Literary reviews by Tim Love.
Warning: Rather than reviews, these are often notes in preparation for reviews that were never finished, or pleas for help with understanding pieces. See Litref Reviews - a rationale for details.

Sunday, 8 June 2008

"Me and the Dead" by Katy Evans-Bush (Salt 2008)

"Mid-Atlantic pearl" is a clichéd though accurate description of this London-based American. She's a metropolitan poet - cafés, fashions, streets, "sophistication" - exhibiting no overt intellectualism yet wary of appearing simplistic. Never "light", only knowingly "Lite"; when she writes short poems they're sonnet-tidy in a Donaghy way. I have to read her poems slowly - no easy rides, no sequences that one can settle into, none of the middle-eighting that one sees in established writers' collections.

I open with trepidation books written by people I know, but here "The Only Reader" on p.1 was enough to dispel anxieties. The poem sounds nice - never a bad thing - but has symbolic underpinning. Over-reductively you could say it compares the act of reading with watching the flight of a passing goose - a "book" is never "yours". A wide range of styles follows this one, but let me first pursue the use of symbols further, because several poem simplify down to juxtaposed symbols rather than a central theme. Given the acknowledged influence of Michael Donaghy it's no surprise that there are pieces like "Our Passion" that sound rather like philosophical arguments employing symbolic reasoning. The symbolism's perhaps more masked in poems like "As the Sun Sends the Sequins on my handbag Scattering". As a train goes over an old bridge a woman rests her head on someone (for sake of argument a man) who starts talking about the river and geology. Sunlight begins to reflect over him from her sequinned handbag. Looking out, she notices a movement in the water, a fin maybe, signifying hope, potential. Here the concepts of "inner" and "outer" are juggled, the 2 people internalising the external world in different ways, reacting differently to the other's attempts to shift attention and make connections between themselves and between inner/outer.

I described her as a metropolitan poet because whereas Nature is used as a source of Symbols, a sauvignon's just a sauvignon. Cole Swensen wrote that "a poem is the city of language just as prose is its countryside. Prose extends laterally filling the page's horizon unimpeded, while poetry is marked by dense verticality, by layerings of meaning and sound. Cities and poetry also share compression, heterogeneity, juxtaposition". In the city, the rough and the smooth rub shoulders as in "East Ten"
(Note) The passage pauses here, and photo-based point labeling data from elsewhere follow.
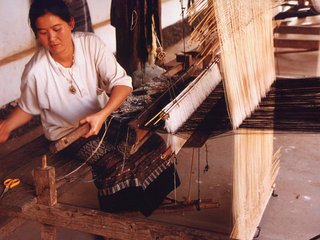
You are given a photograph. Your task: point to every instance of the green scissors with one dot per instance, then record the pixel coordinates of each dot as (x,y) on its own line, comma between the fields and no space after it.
(10,183)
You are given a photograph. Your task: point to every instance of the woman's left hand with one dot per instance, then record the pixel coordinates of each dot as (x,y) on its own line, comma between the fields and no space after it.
(95,121)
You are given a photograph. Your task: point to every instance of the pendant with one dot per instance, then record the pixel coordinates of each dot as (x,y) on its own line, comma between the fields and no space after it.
(72,89)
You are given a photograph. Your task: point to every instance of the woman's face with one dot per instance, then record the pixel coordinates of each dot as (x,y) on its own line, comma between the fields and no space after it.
(54,33)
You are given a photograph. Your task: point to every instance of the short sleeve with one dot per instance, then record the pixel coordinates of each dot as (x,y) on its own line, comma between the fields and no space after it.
(109,70)
(28,101)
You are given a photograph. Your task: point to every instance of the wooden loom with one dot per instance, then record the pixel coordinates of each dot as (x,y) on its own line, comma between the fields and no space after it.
(21,204)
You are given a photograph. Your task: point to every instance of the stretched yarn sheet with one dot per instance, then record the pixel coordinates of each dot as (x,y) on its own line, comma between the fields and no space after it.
(254,173)
(181,108)
(246,41)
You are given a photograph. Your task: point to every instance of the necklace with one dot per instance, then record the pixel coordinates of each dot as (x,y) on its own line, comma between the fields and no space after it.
(68,74)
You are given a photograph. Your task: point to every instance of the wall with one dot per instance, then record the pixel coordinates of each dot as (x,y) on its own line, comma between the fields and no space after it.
(18,43)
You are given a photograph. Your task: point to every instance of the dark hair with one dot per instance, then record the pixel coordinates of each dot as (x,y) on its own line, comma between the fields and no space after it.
(39,8)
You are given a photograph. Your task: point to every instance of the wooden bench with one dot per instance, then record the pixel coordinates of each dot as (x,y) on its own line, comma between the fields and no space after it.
(22,203)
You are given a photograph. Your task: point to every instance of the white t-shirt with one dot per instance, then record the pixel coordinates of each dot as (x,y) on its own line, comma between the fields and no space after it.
(45,88)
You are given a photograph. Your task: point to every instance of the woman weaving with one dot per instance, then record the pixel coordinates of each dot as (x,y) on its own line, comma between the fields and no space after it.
(60,83)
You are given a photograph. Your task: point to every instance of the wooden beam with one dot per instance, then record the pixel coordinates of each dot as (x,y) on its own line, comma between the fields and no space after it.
(297,30)
(296,43)
(10,226)
(70,138)
(45,184)
(106,224)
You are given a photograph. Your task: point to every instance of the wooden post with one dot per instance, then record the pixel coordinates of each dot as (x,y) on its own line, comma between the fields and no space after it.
(45,184)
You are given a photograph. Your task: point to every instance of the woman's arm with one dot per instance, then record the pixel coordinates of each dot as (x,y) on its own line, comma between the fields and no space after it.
(16,119)
(118,95)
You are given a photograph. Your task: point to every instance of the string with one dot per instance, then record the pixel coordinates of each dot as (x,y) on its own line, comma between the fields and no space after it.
(92,154)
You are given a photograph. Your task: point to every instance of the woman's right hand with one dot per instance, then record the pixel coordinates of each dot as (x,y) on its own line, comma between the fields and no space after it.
(4,131)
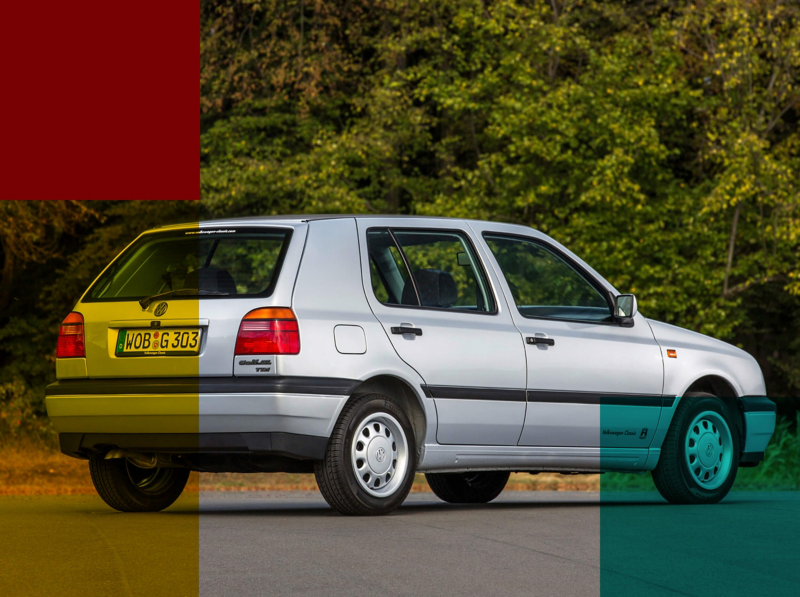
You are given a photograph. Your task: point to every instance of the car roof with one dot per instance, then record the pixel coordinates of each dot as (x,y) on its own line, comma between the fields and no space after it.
(300,218)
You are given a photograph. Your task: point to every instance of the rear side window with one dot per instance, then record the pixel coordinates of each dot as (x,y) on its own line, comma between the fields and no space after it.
(444,270)
(543,284)
(224,263)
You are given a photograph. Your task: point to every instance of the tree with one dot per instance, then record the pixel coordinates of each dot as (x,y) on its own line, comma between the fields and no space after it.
(30,231)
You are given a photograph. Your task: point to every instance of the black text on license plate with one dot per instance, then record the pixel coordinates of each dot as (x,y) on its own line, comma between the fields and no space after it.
(158,342)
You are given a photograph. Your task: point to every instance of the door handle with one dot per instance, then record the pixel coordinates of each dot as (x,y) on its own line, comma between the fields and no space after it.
(406,330)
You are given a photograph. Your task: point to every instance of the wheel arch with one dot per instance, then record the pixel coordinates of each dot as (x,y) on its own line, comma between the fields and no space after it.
(722,388)
(404,393)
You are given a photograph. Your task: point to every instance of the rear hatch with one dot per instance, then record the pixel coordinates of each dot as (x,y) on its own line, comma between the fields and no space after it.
(170,305)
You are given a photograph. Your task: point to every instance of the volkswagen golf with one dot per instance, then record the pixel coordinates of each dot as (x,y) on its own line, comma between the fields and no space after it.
(365,349)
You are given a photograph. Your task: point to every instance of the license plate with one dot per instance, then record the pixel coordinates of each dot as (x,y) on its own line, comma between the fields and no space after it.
(151,343)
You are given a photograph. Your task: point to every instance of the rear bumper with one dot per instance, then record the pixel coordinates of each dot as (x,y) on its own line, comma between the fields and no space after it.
(292,416)
(302,447)
(759,424)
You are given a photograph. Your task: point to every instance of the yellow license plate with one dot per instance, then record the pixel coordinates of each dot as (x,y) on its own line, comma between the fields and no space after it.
(170,341)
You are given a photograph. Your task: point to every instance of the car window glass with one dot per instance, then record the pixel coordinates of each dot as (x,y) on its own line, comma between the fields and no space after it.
(543,284)
(234,263)
(446,271)
(387,270)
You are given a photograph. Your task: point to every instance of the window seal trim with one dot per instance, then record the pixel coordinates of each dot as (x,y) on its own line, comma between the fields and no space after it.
(458,231)
(594,282)
(267,292)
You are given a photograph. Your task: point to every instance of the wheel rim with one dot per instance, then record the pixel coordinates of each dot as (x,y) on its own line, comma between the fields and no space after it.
(151,481)
(709,450)
(379,454)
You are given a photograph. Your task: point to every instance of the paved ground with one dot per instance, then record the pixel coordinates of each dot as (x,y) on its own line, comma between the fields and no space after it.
(542,543)
(291,543)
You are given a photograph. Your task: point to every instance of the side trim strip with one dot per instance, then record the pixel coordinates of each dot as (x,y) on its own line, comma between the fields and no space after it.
(601,398)
(512,395)
(469,393)
(206,385)
(756,404)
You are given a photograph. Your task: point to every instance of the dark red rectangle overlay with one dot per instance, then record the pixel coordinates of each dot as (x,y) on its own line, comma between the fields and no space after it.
(100,100)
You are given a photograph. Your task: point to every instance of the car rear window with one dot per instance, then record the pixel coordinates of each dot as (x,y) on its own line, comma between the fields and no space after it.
(219,262)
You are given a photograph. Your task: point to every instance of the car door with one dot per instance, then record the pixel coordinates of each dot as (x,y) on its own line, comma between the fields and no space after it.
(426,284)
(591,381)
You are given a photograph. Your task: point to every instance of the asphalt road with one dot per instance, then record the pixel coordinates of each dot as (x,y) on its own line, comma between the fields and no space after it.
(291,543)
(525,543)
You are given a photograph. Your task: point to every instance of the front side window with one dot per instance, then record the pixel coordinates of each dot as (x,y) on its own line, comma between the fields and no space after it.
(216,262)
(444,270)
(543,284)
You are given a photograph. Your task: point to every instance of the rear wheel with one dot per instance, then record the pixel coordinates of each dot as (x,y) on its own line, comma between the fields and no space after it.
(370,460)
(468,488)
(129,488)
(700,455)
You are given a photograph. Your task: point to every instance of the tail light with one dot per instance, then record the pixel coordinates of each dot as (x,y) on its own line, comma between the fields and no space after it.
(268,331)
(70,337)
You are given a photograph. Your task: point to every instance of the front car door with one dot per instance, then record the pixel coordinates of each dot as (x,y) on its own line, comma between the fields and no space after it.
(591,382)
(443,311)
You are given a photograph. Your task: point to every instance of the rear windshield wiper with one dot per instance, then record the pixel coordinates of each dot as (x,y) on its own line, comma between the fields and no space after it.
(146,302)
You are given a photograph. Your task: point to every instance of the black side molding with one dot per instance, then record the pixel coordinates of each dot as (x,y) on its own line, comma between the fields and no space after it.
(601,398)
(755,404)
(513,395)
(750,459)
(292,445)
(470,393)
(206,385)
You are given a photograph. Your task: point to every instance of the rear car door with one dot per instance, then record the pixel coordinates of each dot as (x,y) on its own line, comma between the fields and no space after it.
(591,382)
(426,284)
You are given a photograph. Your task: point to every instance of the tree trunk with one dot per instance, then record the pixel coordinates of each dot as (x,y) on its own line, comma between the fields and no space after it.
(731,246)
(8,274)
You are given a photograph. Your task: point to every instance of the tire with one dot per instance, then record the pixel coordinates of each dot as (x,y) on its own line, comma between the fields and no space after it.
(468,488)
(700,455)
(129,488)
(370,460)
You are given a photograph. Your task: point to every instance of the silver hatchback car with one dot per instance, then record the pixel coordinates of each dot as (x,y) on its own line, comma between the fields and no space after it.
(368,348)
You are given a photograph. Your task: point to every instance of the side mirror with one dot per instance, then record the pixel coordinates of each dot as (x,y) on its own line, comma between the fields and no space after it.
(625,306)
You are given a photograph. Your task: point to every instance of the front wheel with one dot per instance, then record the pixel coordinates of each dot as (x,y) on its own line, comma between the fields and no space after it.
(129,488)
(370,460)
(700,455)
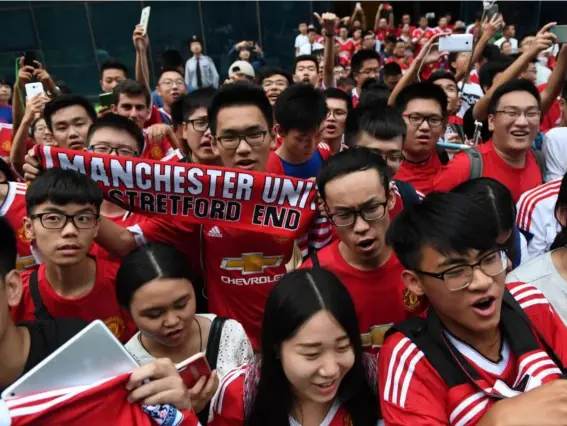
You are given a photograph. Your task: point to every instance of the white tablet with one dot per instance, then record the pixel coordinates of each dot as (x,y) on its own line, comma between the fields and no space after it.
(92,355)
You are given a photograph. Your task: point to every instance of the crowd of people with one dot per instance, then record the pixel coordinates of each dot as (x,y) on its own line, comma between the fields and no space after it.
(424,286)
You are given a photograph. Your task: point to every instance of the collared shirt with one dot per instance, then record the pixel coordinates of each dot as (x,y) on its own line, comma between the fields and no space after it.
(209,74)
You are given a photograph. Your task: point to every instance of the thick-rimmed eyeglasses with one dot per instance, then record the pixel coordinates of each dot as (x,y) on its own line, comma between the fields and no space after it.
(233,141)
(59,220)
(461,276)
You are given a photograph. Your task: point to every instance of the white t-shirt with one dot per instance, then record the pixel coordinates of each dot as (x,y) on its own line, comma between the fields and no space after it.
(542,274)
(300,40)
(472,93)
(555,151)
(306,49)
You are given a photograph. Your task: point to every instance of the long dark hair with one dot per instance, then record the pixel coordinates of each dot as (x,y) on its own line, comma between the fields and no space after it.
(561,211)
(294,300)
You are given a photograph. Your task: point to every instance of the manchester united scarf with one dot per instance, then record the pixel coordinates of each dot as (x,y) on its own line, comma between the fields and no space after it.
(259,202)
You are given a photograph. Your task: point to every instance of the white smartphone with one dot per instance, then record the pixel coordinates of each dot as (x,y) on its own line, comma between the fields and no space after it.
(456,43)
(145,19)
(33,89)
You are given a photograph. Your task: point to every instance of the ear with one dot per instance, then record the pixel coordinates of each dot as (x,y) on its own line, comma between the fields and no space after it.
(13,285)
(28,228)
(412,282)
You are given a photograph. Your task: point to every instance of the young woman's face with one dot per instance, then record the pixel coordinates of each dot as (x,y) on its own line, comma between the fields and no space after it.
(164,309)
(316,358)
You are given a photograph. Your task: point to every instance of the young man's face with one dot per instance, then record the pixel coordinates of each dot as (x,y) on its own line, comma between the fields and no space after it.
(363,239)
(61,243)
(515,124)
(5,93)
(450,89)
(110,78)
(389,149)
(235,122)
(306,72)
(171,87)
(422,138)
(369,69)
(70,126)
(132,107)
(334,125)
(115,142)
(462,311)
(198,135)
(274,86)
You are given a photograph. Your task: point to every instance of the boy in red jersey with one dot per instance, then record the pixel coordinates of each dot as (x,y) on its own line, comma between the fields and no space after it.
(63,209)
(482,341)
(360,258)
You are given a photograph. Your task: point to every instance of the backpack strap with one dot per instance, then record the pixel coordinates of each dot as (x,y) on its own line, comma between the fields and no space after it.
(40,311)
(476,162)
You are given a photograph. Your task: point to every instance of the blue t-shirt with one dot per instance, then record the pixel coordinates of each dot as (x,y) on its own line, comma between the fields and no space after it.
(306,170)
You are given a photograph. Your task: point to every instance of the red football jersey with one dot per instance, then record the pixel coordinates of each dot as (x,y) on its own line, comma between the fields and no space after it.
(380,297)
(413,393)
(13,209)
(99,303)
(517,180)
(102,403)
(228,404)
(420,175)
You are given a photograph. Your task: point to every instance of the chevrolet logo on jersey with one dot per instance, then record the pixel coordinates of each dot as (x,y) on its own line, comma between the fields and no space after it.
(251,263)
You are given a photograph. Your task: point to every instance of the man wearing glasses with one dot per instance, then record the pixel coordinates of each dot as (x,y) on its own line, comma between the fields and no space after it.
(354,186)
(424,109)
(486,353)
(63,214)
(514,118)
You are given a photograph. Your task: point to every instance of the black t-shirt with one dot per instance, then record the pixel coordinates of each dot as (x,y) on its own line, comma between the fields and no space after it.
(47,336)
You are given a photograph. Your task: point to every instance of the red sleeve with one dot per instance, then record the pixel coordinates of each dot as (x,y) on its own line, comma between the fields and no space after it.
(453,173)
(227,406)
(411,392)
(543,316)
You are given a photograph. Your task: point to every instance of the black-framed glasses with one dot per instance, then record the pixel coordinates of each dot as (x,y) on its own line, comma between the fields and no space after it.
(106,149)
(53,220)
(460,277)
(199,124)
(418,119)
(369,214)
(252,139)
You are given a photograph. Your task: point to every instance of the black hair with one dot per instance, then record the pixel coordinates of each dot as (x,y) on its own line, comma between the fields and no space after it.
(448,222)
(301,107)
(113,64)
(294,300)
(334,93)
(352,160)
(61,187)
(302,58)
(8,250)
(7,170)
(489,70)
(240,93)
(495,197)
(392,69)
(423,90)
(131,88)
(517,85)
(118,122)
(145,264)
(66,101)
(442,75)
(267,72)
(380,122)
(561,210)
(360,57)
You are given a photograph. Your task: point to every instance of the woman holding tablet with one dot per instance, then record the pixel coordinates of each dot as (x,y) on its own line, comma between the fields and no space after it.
(311,370)
(154,284)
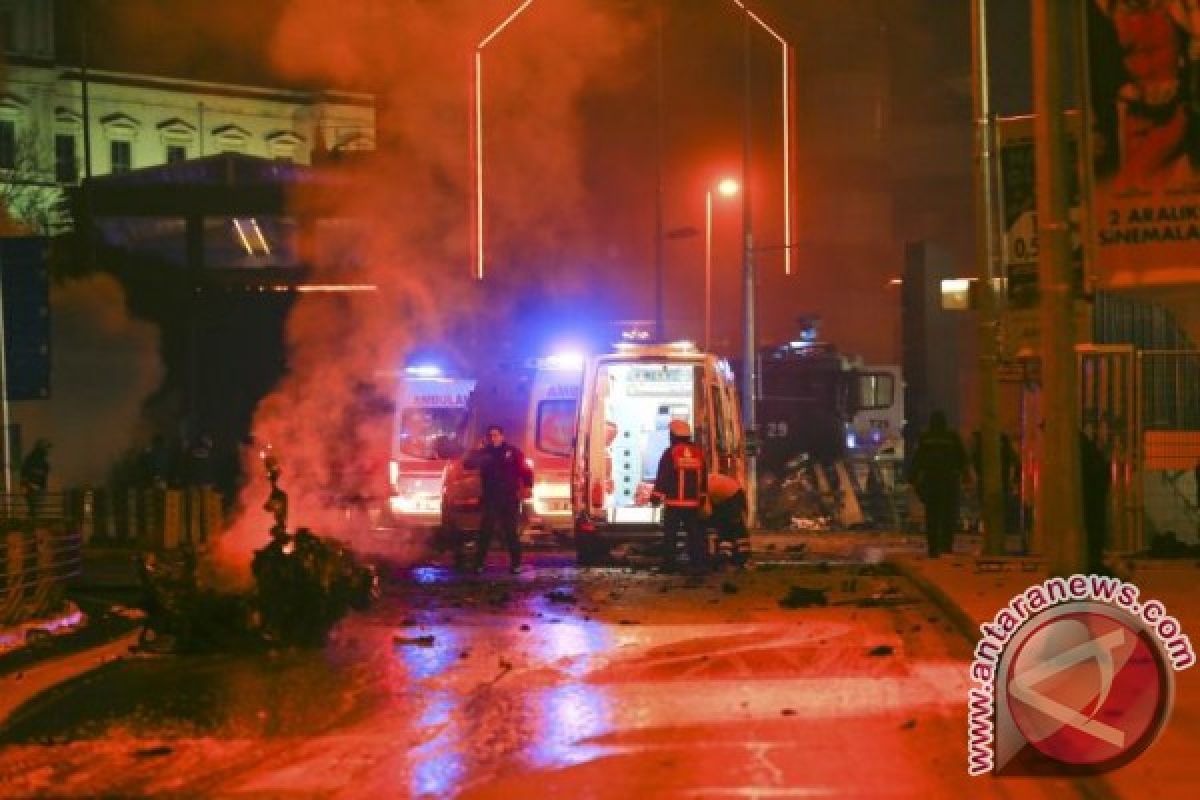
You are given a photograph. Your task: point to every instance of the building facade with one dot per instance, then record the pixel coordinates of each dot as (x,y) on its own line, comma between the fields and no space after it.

You can't get more than five feet in this gaff
without running into some bleedin' tosser
Trevor used to do the rounds with.

(but don't get the wrong idea; the balancing epigraph is after Catullus X). If you like juxtaposition, try "Moose: an Adventure in Real Time", with "mouse", "moose", "Morse" and "morose" guesting in the 4 stanzas. Fancy some rhyme? Visit "The Cathedral"

Bells, like voices, open round and clear.
Like life they'll paralyse you with their din.
Like steel cables they tense and draw you in.
They ring what you don't think you want to hear.

(though most of this heterogeneous poem doesn't rhyme) or rattle the loosely rhymed couplets of "The Brass Doorknob".

The pages are packed - maybe 60 pages of text! It's almost unfair to single poems out, but I particularly admired "Across the Lake", "Imitating Life", "Me and the Dead", "This is Happening" and the playful "A Crack in the Feeling". I didn't so much like "I See the Hudson River, the Hudson River Sees Me", "Abney Park Cemetery", "Or Something" or "The Electrical Paradox". The latter two deal with jargon and knowledge domains that seem alien to the persona who either quotes verbatim or riffs without comprehension - fair enough, but not to my taste.

And the dead? In "The Cathedral" the link with history's impersonal. Elsewhere she communicates by teleporting back using photographs, swimming pools, or a voice on a phone. An exception is "Me and the Dead" where despite the "you" character looking at photos, reading letters and fingering houses, such contact's not enough - "Your past's a rag-bag of scraps". What is "you"? Ghosts haunting houses? The bereaved? A past self? In stanza 3, "I" appears, who "worried that you were unhappy" and who "saw only the future", finally realises that "you were an assemblage of fragments" - an allusion to an earlier mentioned Tate Modern piece, but also to the rag-bag. Like layers in a dig, each generation ends up as fragments for the next to build exhibits with - something to remember them by.